A Python client library for the Graphon API - Build knowledge graphs from your files

Project description

Graphon Client

A Python client library for the Graphon API - Build unified knowledge graphs from your files.

Features

  • 🚀 Simple API: Upload files, create knowledge bases, and query them in just a few lines
  • 📁 Multi-format Support: Process videos (MP4, MOV), documents (PDF, DOCX), and images (JPG, PNG)
  • 🔄 Async/Await: Built on httpx for high-performance async operations
  • 🎯 Auto Type Detection: Automatically detects file types from extensions
  • 📊 Status Polling: Built-in polling for long-running operations
  • 🔒 Secure: API key authentication with role-based access control

Installation

pip install graphon-client

Quick Start

import asyncio
from graphon_client import GraphonClient

async def main():
    # Initialize client with your API key
    client = GraphonClient(api_key="your_api_key_here")
    
    # Upload and process files (auto-detects file types)
    file_objects = await client.upload_and_process_files(
        ["/path/to/video.mp4", "/path/to/document.pdf"],
        poll_until_complete=True  # Wait for processing to complete
    )
    
    # Create a knowledge graph from processed files
    file_ids = [f.file_id for f in file_objects]
    group_id = await client.create_group(
        file_ids,
        group_name="My Knowledge Base",
        wait_for_ready=True  # Wait for graph building to complete
    )
    
    # Query your knowledge graph
    response = await client.query_group(
        group_id,
        "What are the main topics discussed?"
    )
    print(response.answer)
    
    # Access sources by citation key
    for key, source in response.sources.items():
        print(f"{key}: {source['source']['node_type']}")

asyncio.run(main())

One-Shot Convenience Method

For the simplest workflow, use the all-in-one method:

async def quick_start():
    client = GraphonClient(api_key="your_api_key_here")
    
    # Upload, process, and create group in one call
    group_id = await client.upload_process_and_create_group(
        file_paths=["/path/to/file1.pdf", "/path/to/file2.mp4"],
        group_name="My Knowledge Base"
    )
    
    # Query immediately
    response = await client.query_group(group_id, "Summarize the content")
    print(response.answer)

Get Your API Key

  1. Sign up at https://graphon.ai
  2. Navigate to Settings → API Keys
  3. Create a new API key
  4. Save it securely (it's only shown once!)

Core Concepts

Files

Individual files that are uploaded and processed. Each file gets a unique file_id and goes through processing to extract content and build a knowledge graph.

Processing Statuses:

  • UNPROCESSED: File uploaded but not yet processed
  • PROCESSING: File is being processed
  • SUCCESS: Processing completed successfully
  • FAILURE: Processing failed

Groups

Collections of files with a unified knowledge graph. Query multiple files together as a single knowledge base.
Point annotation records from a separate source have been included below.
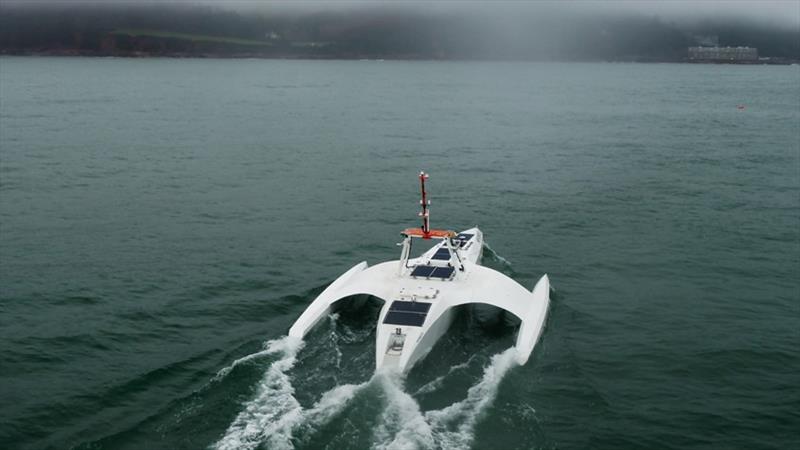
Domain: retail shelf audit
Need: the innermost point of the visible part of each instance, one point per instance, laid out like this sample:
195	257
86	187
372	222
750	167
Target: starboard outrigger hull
420	293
Key Concept: Create Once, Query Many Times

Once you create a group, you can query the same group_id as many times as you want. There's no need to re-create the group for the same set of files. Groups are persistent knowledge bases - creating the group builds the graph (a one-time operation), and querying is lightweight and can be done repeatedly.

# Create the group once
group_id = await client.create_group(file_ids, "My Knowledge Base", wait_for_ready=True)

# Query as many times as you want with the same group_id
response1 = await client.query_group(group_id, "What are the main topics?")
response2 = await client.query_group(group_id, "Summarize the key findings")
response3 = await client.query_group(group_id, "What conclusions were drawn?")

Graph Statuses:

  • pending: Group created but no files added yet
  • building: Unified graph is being built
  • ready: Graph is ready for querying
  • failed: Graph building failed

API Reference

Client Initialization

client = GraphonClient(
    api_key="your_api_key_here",
    base_url="https://api-frontend-485250924682.us-central1.run.app"  # Optional
)

File Operations

Upload and Process Files

file_objects = await client.upload_and_process_files(
    file_paths=["/path/to/file1.pdf", "/path/to/file2.mp4"],
    poll_until_complete=True,  # Wait for processing (default: True)
    timeout=1800,  # Max wait time in seconds (default: 30 min)
    poll_interval=3,  # Check status every N seconds (default: 3)
    on_progress=lambda step, current, total: print(f"{step}: {current}/{total}")
)

# Returns list of FileObject with file_id, file_name, processing_status

Get File Status

file_detail = await client.get_file_status(file_id)
print(f"Status: {file_detail.processing_status}")

List Files

files = await client.list_files(
    status_filter="SUCCESS",  # Optional: filter by status
    file_type="video"  # Optional: filter by type
)

Poll File Until Complete (Manual)

file_detail = await client.poll_file_until_complete(
    file_id,
    timeout=1800,
    poll_interval=3,
    on_progress=lambda status: print(f"Status: {status}")
)

Group Operations

Create Group

group_id = await client.create_group(
    file_ids=["file-id-1", "file-id-2"],
    group_name="My Knowledge Base",
    wait_for_ready=True,  # Wait for graph building (default: False)
    timeout=3600,  # Max wait time in seconds (default: 1 hour)
    poll_interval=5,  # Check status every N seconds (default: 5)
    on_progress=lambda status: print(f"Graph status: {status}")
)

Query Group

Query a group's unified knowledge graph with sources mapped by citation keys:

response = await client.query_group(
    group_id="group-id-here",
    query="What are the key insights?",
    return_source_data=False,  # Set to true to get content/URLs (default: False)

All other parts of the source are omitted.